Vinsamlegast notið þetta auðkenni þegar þið vitnið til verksins eða tengið í það: http://hdl.handle.net/1946/4029
Effects of polymorphic NAT2 on thalidomide treatment in prostate cancer
Previous studies have found certain NAT2 alleles to be associated with clinical outcomes of thalidomide based therapies administered to patients with prostate cancer. The purpose of this study was to validate previous associations and to reveal the molecular mechanism behind the association between NAT2 alleles and thalidomide treatment. Analysis of toxicity data, from a trial where patients with prostate cancer received thalidomide, revealed associations with NAT2 alleles, which is in accordance with earlier studies.
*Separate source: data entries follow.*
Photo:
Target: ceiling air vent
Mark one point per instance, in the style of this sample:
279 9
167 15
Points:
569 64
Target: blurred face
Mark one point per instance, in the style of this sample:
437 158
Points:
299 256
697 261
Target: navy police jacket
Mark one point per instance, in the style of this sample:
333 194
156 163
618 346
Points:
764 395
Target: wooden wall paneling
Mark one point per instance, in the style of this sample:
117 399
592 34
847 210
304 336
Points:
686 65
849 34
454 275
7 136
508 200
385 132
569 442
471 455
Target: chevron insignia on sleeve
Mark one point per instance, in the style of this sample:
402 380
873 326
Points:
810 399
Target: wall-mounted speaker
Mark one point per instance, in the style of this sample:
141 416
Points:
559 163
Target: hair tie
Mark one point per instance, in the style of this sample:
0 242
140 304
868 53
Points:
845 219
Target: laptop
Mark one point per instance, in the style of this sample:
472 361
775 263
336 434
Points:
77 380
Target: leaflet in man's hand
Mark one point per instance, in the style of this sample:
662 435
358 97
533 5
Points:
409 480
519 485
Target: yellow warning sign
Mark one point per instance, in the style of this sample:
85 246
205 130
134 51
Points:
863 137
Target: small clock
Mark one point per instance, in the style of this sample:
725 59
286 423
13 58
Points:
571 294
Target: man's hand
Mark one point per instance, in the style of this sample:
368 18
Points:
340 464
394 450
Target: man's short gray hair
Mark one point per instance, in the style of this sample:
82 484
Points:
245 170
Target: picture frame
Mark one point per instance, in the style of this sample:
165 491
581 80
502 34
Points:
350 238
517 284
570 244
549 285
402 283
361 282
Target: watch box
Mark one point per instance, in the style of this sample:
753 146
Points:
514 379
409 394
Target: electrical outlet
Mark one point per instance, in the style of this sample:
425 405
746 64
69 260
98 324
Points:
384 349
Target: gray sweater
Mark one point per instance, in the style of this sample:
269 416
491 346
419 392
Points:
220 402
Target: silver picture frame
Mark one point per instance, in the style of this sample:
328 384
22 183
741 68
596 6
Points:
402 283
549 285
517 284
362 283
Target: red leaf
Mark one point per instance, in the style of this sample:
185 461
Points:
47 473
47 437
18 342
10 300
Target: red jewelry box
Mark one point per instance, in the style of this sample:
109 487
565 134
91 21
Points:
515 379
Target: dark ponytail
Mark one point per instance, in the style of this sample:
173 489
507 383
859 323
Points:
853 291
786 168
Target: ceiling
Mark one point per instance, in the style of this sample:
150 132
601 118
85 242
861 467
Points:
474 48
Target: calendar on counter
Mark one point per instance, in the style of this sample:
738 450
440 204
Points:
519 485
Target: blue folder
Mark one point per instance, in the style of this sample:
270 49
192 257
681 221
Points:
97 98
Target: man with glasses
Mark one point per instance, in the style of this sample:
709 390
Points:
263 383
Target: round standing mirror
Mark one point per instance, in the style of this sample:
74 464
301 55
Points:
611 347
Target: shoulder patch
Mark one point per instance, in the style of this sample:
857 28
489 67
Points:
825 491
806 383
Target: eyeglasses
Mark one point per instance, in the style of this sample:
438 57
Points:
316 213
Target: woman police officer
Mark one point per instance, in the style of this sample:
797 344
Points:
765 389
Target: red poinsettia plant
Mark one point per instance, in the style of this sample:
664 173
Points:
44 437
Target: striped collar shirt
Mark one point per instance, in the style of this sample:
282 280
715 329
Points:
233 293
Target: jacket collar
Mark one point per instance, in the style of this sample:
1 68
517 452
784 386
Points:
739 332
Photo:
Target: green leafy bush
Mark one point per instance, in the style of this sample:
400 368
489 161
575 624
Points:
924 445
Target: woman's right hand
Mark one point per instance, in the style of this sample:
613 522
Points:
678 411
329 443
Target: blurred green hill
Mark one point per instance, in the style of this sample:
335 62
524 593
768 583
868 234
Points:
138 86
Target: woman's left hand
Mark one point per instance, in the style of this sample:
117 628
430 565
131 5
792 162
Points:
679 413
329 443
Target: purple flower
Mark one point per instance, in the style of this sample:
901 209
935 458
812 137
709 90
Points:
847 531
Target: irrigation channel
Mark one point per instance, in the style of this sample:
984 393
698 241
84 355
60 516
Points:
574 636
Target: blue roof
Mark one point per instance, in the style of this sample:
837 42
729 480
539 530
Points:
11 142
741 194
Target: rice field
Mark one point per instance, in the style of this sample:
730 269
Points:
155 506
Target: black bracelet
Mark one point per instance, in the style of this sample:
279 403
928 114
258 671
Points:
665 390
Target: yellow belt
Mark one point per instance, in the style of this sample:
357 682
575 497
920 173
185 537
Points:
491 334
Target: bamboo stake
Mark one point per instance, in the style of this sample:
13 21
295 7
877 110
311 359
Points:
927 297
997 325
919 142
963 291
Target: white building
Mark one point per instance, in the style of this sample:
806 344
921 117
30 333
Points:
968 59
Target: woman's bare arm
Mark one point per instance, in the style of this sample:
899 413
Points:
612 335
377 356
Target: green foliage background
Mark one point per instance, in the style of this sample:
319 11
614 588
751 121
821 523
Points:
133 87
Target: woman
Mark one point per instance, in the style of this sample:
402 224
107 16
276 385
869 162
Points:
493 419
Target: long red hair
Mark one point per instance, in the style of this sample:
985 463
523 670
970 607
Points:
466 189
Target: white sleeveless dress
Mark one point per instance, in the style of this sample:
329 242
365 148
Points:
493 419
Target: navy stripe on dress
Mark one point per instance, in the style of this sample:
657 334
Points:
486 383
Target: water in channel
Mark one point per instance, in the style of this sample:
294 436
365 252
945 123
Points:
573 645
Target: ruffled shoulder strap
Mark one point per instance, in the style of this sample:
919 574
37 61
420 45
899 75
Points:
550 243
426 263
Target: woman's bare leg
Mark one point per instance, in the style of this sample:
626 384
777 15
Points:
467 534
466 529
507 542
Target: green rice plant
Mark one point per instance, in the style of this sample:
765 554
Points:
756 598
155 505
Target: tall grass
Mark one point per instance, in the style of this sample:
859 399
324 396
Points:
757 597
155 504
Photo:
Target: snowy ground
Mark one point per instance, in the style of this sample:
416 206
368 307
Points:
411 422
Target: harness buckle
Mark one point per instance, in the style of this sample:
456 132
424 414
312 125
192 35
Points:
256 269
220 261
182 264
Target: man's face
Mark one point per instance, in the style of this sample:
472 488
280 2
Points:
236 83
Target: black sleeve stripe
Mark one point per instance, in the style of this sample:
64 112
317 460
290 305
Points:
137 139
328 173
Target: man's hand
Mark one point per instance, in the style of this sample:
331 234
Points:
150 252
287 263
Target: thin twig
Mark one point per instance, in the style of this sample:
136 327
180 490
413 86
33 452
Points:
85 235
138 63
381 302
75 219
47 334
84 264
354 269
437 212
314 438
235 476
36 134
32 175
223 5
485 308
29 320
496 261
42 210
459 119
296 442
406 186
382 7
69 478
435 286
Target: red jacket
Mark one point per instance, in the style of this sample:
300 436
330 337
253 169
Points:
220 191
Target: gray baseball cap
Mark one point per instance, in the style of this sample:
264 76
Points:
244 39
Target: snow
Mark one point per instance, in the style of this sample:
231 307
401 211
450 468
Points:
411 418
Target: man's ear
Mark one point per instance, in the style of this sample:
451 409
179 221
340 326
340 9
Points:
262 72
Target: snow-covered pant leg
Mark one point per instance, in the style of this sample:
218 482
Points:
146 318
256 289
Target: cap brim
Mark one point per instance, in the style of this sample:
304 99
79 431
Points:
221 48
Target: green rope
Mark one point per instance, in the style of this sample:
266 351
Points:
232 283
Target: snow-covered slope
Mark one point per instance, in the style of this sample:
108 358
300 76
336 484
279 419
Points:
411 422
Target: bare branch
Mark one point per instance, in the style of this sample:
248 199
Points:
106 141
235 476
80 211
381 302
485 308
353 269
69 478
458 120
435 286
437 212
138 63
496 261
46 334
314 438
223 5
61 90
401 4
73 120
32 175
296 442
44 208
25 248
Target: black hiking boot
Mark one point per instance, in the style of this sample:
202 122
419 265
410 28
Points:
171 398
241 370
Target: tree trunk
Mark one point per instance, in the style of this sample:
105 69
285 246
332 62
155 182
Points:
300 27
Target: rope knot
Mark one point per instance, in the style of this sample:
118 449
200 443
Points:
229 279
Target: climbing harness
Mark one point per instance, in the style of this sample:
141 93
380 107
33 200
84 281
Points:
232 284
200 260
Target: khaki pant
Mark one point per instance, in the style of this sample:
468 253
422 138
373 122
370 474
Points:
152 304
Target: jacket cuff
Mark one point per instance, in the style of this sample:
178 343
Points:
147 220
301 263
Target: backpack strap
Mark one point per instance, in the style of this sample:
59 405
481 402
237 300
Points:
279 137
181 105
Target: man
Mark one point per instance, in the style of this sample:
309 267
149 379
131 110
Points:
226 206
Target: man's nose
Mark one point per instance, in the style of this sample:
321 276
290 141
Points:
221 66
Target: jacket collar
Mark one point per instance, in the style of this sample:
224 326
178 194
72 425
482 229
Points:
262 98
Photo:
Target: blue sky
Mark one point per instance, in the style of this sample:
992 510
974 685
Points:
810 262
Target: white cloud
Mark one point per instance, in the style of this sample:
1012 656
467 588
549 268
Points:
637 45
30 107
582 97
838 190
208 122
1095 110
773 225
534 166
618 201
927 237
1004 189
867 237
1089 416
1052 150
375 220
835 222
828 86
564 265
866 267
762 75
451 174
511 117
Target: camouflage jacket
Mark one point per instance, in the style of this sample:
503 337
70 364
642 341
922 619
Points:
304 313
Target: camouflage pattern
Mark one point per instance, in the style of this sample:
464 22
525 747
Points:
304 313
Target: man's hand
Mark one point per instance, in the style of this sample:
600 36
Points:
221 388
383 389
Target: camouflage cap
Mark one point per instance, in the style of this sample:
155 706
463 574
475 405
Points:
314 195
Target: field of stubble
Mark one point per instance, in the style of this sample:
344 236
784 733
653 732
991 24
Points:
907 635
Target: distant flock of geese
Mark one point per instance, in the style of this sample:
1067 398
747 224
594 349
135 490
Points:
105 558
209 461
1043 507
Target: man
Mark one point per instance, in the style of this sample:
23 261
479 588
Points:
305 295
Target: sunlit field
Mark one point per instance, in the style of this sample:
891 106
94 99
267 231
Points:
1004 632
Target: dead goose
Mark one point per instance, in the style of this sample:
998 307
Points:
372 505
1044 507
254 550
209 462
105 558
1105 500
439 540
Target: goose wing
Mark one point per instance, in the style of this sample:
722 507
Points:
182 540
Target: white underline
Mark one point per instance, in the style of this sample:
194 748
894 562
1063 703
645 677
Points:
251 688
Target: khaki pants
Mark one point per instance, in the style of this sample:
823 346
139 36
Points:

Attempts to reveal the molecular mechanism behind these associations included testing for direct NAT2 metabolism of thalidomide with an in vitro assay using human NAT2 cytosol. NAT2 expression in the prostate was also tested with both western blotting and immunofluorescence techniques. The results indicate that thalidomide is not directly metabolized by NAT2. Western blotting and immunofluorescence experiments showed that NAT2 is expressed at detectable levels in the prostate, which suggests that there could be a gene-drug interaction between thalidomide and NAT2 in the prostate tumor. It is still unclear why these clinical associations are present. The results suggest that direct NAT2 metabolism of thalidomide can not explain differences in clinical outcomes from thalidomide based therapy; however, it could be that NAT2 interacts with a pathway that opposes thalidomide action in the prostate.
The thesis is based on research carried out in Dr. Figg´s lab (molecular pharmacology section) at the National Institute of Health.